We also looked for ultrastructural changes that might be related to immune response. In E. coecicola, we noted fusion of small vesicles (possibly lysosomes) with the parasitophorous vacuole within host lymphoid cells harboring sporozoites. Since this occurrence has been observed only in immune animals, this process is probably related to the immune reaction of the host cells. It should be pointed out that lymphoid cells carrying sporozoites can play the double role of vectors for the parasites and effector cells of the immune response.

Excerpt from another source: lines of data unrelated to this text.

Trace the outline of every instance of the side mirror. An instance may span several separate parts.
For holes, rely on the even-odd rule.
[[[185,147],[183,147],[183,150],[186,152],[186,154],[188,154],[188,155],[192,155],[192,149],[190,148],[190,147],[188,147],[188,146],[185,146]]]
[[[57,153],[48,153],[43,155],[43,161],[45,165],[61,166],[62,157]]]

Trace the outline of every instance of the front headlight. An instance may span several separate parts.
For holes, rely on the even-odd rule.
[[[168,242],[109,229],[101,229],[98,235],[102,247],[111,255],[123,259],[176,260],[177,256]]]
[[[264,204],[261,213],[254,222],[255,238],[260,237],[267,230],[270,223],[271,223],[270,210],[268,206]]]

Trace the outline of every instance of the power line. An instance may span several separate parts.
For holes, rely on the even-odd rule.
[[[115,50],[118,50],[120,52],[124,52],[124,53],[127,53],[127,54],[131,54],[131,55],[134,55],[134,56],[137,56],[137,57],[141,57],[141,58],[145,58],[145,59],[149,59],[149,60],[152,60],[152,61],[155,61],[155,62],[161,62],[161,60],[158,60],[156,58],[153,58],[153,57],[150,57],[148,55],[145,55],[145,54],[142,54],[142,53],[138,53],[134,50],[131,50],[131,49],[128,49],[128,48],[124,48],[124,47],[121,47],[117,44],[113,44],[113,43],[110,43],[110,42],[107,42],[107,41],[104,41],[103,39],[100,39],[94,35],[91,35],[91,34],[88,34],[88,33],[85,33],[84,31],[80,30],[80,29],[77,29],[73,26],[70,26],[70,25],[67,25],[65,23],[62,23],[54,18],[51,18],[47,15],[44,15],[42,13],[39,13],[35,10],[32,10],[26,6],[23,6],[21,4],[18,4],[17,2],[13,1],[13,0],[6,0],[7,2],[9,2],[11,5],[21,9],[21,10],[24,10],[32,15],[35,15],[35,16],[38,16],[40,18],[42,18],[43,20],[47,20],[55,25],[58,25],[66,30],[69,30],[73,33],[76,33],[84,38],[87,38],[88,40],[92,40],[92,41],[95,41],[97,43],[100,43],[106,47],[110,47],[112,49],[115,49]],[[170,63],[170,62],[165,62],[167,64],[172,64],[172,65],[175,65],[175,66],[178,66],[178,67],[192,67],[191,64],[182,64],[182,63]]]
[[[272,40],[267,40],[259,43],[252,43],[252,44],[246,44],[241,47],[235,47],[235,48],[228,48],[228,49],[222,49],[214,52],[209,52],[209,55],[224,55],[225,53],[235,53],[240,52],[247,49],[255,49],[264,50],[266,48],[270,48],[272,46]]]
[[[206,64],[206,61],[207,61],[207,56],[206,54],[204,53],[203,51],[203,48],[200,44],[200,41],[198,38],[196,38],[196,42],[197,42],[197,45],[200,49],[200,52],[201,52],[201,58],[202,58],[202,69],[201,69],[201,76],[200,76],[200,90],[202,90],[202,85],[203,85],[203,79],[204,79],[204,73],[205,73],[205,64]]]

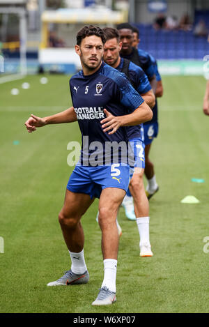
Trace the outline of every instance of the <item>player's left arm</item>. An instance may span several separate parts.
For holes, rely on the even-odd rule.
[[[108,134],[110,135],[115,133],[120,127],[139,125],[150,121],[153,118],[153,112],[145,101],[133,112],[124,116],[114,116],[106,109],[104,109],[104,112],[107,118],[102,119],[100,123],[103,131],[109,132]]]
[[[209,116],[209,79],[207,82],[206,89],[203,98],[203,113]]]
[[[155,91],[156,98],[161,98],[163,96],[163,86],[162,80],[157,81],[157,89]]]
[[[154,105],[155,105],[155,97],[153,90],[150,90],[148,92],[141,94],[141,96],[144,98],[146,103],[153,109]]]

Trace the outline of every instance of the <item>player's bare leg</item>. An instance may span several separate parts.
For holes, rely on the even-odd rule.
[[[102,231],[102,252],[104,279],[98,298],[93,305],[111,304],[116,301],[116,280],[119,236],[116,218],[119,206],[125,195],[120,188],[102,190],[99,202],[98,222]]]
[[[134,199],[134,212],[140,236],[140,256],[152,257],[153,254],[149,236],[149,203],[144,190],[144,172],[142,168],[135,168],[129,188]]]
[[[144,149],[146,162],[144,174],[148,180],[148,185],[146,192],[148,199],[150,199],[159,190],[159,187],[156,182],[156,178],[155,175],[154,165],[149,159],[149,153],[150,151],[150,147],[151,143],[150,144],[147,144],[145,146]]]
[[[64,205],[59,215],[59,220],[70,252],[71,268],[47,286],[86,284],[88,282],[89,274],[84,254],[84,235],[80,219],[93,201],[89,195],[73,193],[66,190]]]
[[[68,249],[72,252],[79,252],[84,248],[84,236],[80,219],[93,201],[88,195],[66,190],[59,220]]]

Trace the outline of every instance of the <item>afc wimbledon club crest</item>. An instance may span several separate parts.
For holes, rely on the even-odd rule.
[[[96,85],[97,94],[100,94],[102,92],[103,84],[98,83]]]

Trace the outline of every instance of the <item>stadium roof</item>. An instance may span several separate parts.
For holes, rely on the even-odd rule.
[[[49,23],[118,24],[125,20],[125,13],[107,8],[58,9],[47,10],[42,21]]]

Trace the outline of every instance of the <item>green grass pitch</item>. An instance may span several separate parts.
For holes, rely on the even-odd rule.
[[[24,123],[71,105],[68,76],[28,76],[0,86],[0,312],[208,312],[209,118],[202,112],[202,77],[164,77],[159,100],[160,132],[153,144],[157,194],[150,201],[154,256],[139,257],[135,222],[121,209],[123,229],[117,271],[117,302],[95,307],[103,278],[98,200],[82,218],[89,283],[47,287],[70,266],[58,222],[72,167],[70,141],[80,141],[77,123],[29,134]],[[24,82],[31,88],[24,90]],[[18,88],[20,94],[11,96]],[[193,183],[191,178],[203,178]],[[146,183],[146,181],[145,181]],[[198,204],[183,204],[194,195]]]

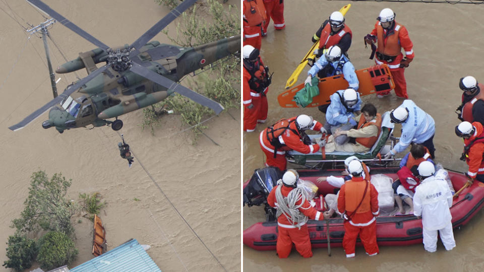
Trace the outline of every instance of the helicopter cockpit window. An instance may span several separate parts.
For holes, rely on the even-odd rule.
[[[86,117],[88,115],[90,115],[92,114],[92,105],[90,104],[89,105],[85,105],[82,107],[82,110],[81,111],[81,117]]]
[[[81,107],[81,104],[73,100],[72,103],[66,109],[66,110],[71,115],[75,117],[77,117],[77,114],[79,112],[79,108]]]

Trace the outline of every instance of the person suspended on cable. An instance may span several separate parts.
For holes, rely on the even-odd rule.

Two steps should be distinguished in the endogenous development of coccidia: penetration of sporozoites, i.e., their first entry into host cells, and their migration within host tissues to the species-specific site. The first step was not conspicuously influenced by the host immune response to either E. coecicola or E. intestinalis, whereas the migration was affected and the number of sporozoites in the target sites was markedly reduced.

In chickens, the migration of sporozoites is also influenced by the host immune response. In Eimeria tenella, Rose et al. (1984) noted a marked reduction in the numbers of developing parasites in immune chickens compared to their nonimmune counterparts. This effect was due, at least partially, to failure of sporozoites transported by IEL to transfer to crypt enterocytes. Riley and Fernando (1988) found that in immune, compared to nonimmune birds, a significantly greater number of IEL harboring sporozoites of Eimeria maxima tended to remain in the lamina propria rather than migrate to the target site, i.e., crypts.

Taken together, the early events in the life cycle of chicken and rabbit coccidia are similar, but the rabbit species have at least two peculiarities: (a) nonspecific site of penetration and (b) massive extraintestinal migration of sporozoites demonstrated presently in E. coecicola. This extraintestinal migration is also most probably the rule in Eimeria stiedai (Horton 1967; Fitzgerald 1972, 1974).